Sarı-Kırmızılılar, öncelikle ikinci ve üçüncü bölgede oynamayı hedefliyor. Bunun için de, birinci bölgesinde oluşan geniş boşlukları sürekli kontrol altında tutacak ve bu müdahale yeteneğine sahip bir ‘libero kaleci’ye ihtiyaç duyuyor. Yani kaleci arayışlarının nedeni Orkun ve Aykut’un kötü olmasından değil, bu özellikleri taşımamalarından kaynaklanıyor. Zaten dikkat ederseniz, Galatasaray’ın yediği gollerde kontraların ve geniş alanların payı küçümsenmeyecek derecededir.
Her oyun anlayışının kendine özgü artıları-eksileri var. Rakibinizi birinci bölgenizde kabul eder, hızlı adamlarla hücum edersiniz veya her alanda kontrollü olur, ‘1 yeter, 3 olursa da kaymaklı ekmek kadayıfı’ dersiniz, genelde Anadolu takımlarının tercih ettiği gibi ya da ‘büyük takım psikolojisiyle’ oyunu rakip alana yığar, sürekli saldırırsınız, Galatasaray’ın yapmaya çalıştığı da bu... Bunlar, çeşitli etkenlerin birleşimi sonucunda ortaya çıkmıştır. Sarı-Kırmızılılar’ın öncelikli olarak tarihinden gelen refleksidir ‘hücum futbolu.’
Kalecinin libero gibi oynamasının yanı sıra takımı oluşturan diğer isimlerin de çok yönlü olması bu düşüncenin olmazsa olmazıdır. Her futbolcu, birkaç pozisyonda oynayabilmeli. Takım, aynı 90 dakika içinde başka kimliklere bürünebilmeli, teknik adamının kenardan yapacağı bir işaretle. Çok koşmak, doğru yerde bulunmak, yardımlaşmak, hızlı düşünmek, basit oynamak ve güçlü olmak gerekir. Yani çok zordur. Ama olanaksız değil!

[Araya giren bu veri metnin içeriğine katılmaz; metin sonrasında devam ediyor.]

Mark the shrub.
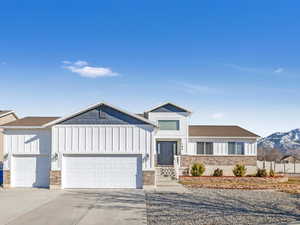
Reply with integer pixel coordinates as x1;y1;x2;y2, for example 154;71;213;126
232;164;247;177
191;163;205;177
213;168;223;177
269;169;275;177
256;169;268;177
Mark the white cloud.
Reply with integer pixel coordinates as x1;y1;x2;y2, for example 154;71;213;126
179;83;220;94
74;60;88;67
211;113;224;119
273;67;284;73
63;60;118;78
224;64;261;73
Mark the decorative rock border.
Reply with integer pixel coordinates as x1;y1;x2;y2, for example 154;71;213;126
179;176;288;184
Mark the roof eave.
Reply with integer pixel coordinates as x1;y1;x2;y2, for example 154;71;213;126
144;102;192;114
0;126;46;129
0;110;19;119
189;136;260;139
43;102;157;127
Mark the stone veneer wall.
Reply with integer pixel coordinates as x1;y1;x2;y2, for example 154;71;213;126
3;170;10;187
50;170;61;188
143;170;155;185
180;155;257;167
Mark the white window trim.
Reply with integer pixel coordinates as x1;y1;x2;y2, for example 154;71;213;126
227;141;246;156
196;141;214;156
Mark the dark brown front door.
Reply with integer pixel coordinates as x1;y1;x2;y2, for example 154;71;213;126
156;141;177;166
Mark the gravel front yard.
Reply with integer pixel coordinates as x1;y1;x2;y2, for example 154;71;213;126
146;189;300;225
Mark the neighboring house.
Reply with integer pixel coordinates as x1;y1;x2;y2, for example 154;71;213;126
2;103;258;188
280;155;300;163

Bu yolda ağır aksak da olsa bir ilerleyiş var Galatasaray’da. En büyük sıkıntı, kadrosunun tamamına yakınının bir değişime uğraması. Tabii bir de ‘etkili ve yetkili beyin.’ Bu değişim süreci, ister doğal eleme, ister hedef doğrultusunda ‘neşter kullanma’ biçiminde olsun, devam edecektir kuşkusuz. Bu nedenle atılan adımları, salt alınacak sonuçlarla değerlendirmemek gerekir. Takım olma ve bazı şeyleri otomatiğe bağlama yolunda herkese bol sabırlar! Tünelin ucunda ışık var çünkü.